Arthritis stakeholders have developed 28 key performance indicators (KPIs) to improve quality and efficacy of centralized intake systems for osteoarthritis (OA) and rheumatoid arthritis (RA) treatment and diagnosis, according to research published in Arthritis Research and Therapy.
“The reasons for delays in care for appropriate treatment of patients with OA and RA are complex,” wrote lead author Claire E. Barber, MD, FRCPC, of the University of Calgary Department of Medicine in Calgary, Canada. “Centralized intake…facilitates getting the right patients to the right providers at the right time.”
KPIs for centralized intake of arthritis care were developed over the course of a 3-phase process. In phase 1, arthritis stakeholders–including healthcare providers, researchers, patients, and patient engagement researchers–established and defined measurement priorities, resulting in 25 potential KPIs. Phase 2 included an integrative literature review of evidence, best practices, and existing performance measures to ensure that each KPI could be supported. In phase 3, stakeholders participated in a 3-round, online, modified Delphi procedure. In the first round of phase 3, panelists anonymously rated KPIs; in the second round, panelists reviewed the results and were able to anonymously participate in an asynchronous online discussion. During this time, a number of KPIs were removed and some were modified to better reflect measurement priorities. Finally, in the third round, panelists voted on the modified KPIs. Ultimately, each KPI was evaluated on scientific validity, face validity, feasibility, importance, and likelihood of use.
During phase 2, 13 KPIs were harmonized with existing measures. Phase 3 included 7 OA-specific KPIs, 10 RA-specific KPIs, and 8 KPIs applied to centralized intake systems for both conditions. In phase 3, round 2, three of the original KPIs were removed from the final round of voting. Additionally, panelists recommended a number of new KPIs that they felt “more effectively captured measurement priorities.” A total of 28 KPIs were submitted for voting in the third round: 9 OA-specific KPIs, 10 RA-specific KPIs, and 9 KPIs applied to centralized intake systems for both conditions.

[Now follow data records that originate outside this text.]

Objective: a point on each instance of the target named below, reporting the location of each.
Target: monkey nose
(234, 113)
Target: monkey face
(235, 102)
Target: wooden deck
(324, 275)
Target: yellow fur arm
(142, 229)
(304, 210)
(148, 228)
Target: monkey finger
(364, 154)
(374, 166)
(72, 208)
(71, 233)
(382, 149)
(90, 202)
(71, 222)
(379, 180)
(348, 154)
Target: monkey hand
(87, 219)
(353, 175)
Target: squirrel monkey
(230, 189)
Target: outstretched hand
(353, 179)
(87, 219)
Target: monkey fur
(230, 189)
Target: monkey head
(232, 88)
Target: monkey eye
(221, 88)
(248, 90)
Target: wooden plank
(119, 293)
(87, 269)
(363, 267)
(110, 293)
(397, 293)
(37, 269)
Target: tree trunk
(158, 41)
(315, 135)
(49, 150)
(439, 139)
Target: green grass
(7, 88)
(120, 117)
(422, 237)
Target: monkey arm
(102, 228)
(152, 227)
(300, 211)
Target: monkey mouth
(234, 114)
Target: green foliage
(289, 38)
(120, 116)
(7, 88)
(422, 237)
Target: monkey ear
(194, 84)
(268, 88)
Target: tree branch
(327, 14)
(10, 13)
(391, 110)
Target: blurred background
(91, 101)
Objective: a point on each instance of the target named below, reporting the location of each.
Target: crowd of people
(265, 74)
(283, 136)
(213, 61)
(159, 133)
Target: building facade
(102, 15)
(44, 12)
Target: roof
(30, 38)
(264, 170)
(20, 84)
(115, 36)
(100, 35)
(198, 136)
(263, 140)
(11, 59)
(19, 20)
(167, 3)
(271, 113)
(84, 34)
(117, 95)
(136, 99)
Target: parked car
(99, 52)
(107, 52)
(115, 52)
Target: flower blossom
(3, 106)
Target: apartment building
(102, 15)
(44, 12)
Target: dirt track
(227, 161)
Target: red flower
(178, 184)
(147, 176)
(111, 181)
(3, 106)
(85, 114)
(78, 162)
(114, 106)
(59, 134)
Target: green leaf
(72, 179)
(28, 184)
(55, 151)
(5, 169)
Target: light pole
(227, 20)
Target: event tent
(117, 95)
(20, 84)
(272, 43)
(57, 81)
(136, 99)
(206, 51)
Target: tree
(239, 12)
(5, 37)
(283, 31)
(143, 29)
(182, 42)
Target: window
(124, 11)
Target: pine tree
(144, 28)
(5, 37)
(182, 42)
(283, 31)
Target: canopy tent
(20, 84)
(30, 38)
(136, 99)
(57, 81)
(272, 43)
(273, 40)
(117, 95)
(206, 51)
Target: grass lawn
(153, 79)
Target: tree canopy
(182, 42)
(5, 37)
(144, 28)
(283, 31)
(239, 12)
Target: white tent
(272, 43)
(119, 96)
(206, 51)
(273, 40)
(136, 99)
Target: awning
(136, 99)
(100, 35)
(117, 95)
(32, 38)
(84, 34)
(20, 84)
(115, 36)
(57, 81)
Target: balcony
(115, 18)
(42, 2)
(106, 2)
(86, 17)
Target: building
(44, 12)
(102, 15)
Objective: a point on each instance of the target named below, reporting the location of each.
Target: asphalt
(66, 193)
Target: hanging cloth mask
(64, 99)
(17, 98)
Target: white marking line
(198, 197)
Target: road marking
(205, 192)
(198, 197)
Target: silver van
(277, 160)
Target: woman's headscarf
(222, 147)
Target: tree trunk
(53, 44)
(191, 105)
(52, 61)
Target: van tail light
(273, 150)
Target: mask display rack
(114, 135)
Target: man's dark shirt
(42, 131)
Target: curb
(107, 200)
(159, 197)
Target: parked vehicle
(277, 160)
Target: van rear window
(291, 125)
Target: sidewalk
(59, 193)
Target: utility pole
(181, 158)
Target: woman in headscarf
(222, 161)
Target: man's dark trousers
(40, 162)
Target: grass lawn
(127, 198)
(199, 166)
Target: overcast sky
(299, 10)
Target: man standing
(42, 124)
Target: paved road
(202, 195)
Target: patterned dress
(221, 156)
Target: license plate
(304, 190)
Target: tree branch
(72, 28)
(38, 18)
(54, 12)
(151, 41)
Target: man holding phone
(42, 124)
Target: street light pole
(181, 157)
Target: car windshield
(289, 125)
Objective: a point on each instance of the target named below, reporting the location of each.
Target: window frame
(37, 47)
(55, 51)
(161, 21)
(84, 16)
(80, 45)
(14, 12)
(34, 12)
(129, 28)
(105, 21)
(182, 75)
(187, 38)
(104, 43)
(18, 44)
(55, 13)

“OA and RA were chosen because these are the 2 most common arthritis conditions in the general population and represent prototypical inflammatory and noninflammatory arthritis,” wrote Dr Barber and colleagues. “There is strong evidence that better access to care and treatment in these conditions leads to improved patient outcomes.”
Researchers conclude that all KPIs should be tested further using existing data sources including administrative data and clinical databases before widespread implementation.
Barber CE, Patel JN, Woodhouse L, et al. Development of key performance indicators to evaluate centralized intake for patients with osteoarthritis and rheumatoid arthritis. Arthritis Res Ther. 2015; 17:322. doi: 10.1186/s13075-015-0843-7.